Many guidelines (including the U.S. government's and the World Health Organization's) recommend that treatment start when the count falls to between 350 and 200. Some doctors think it should start even sooner, at a count of 500.

When ART arrived in 1996 and dramatically restored thousands of people with advanced AIDS to good health, many people with early-stage infection also chose to take it. But it was burdensome and often unpleasant. The original "triple therapy" was 14 pills taken at five different times during the day. Some of the drugs raised cholesterol and blood sugar, and seemed to boost the risk of heart attacks and diabetes.
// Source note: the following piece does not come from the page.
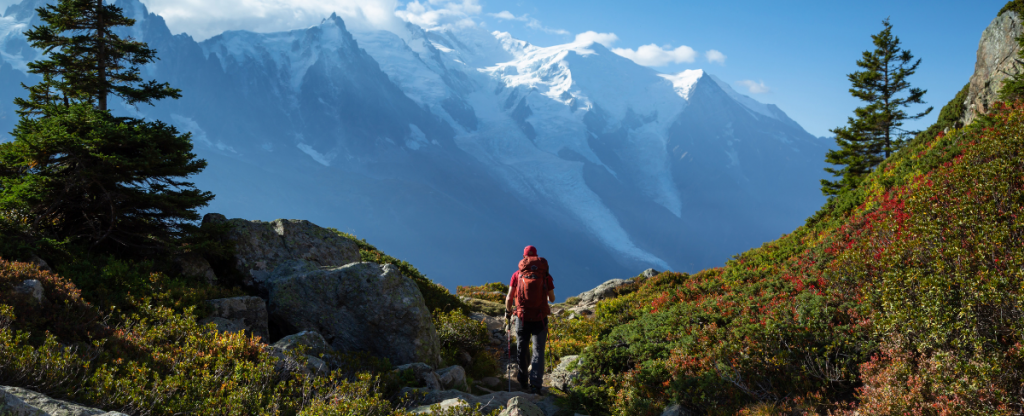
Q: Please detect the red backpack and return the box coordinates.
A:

To widespread disappointment, studies in the late 1990s proved that ART could not cure the infection, and that taking the drugs for a long time might raise the risk of developing a drug-resistant virus and running out of treatment options later on.

The pendulum then swung away from early treatment. But now it is swinging back.

The are several reasons. Today it is possible to take a day's worth of triple therapy in a single pill. The newer drugs have fewer side effects, and there are hundreds of possible combinations of the nearly two dozen antiretrovirals on the market.

The pendulum got a big push last January from a study called SMART, which tested the hypothesis that periodically interrupting ART when the CD4 count rebounded might be as good as taking the treatment continuously -- and possibly better if it reduced the side effects.

But to the surprise of many researchers, that theory was wrong. Patients on continuous treatment not only had fewer AIDS-related illnesses, the study found, they also had fewer non-AIDS-related problems, such as heart, liver and kidney disease. It appeared that suppressing the virus in the bloodstream might benefit the entire body, not just the immune system. The study offered one more reason to consider early treatment.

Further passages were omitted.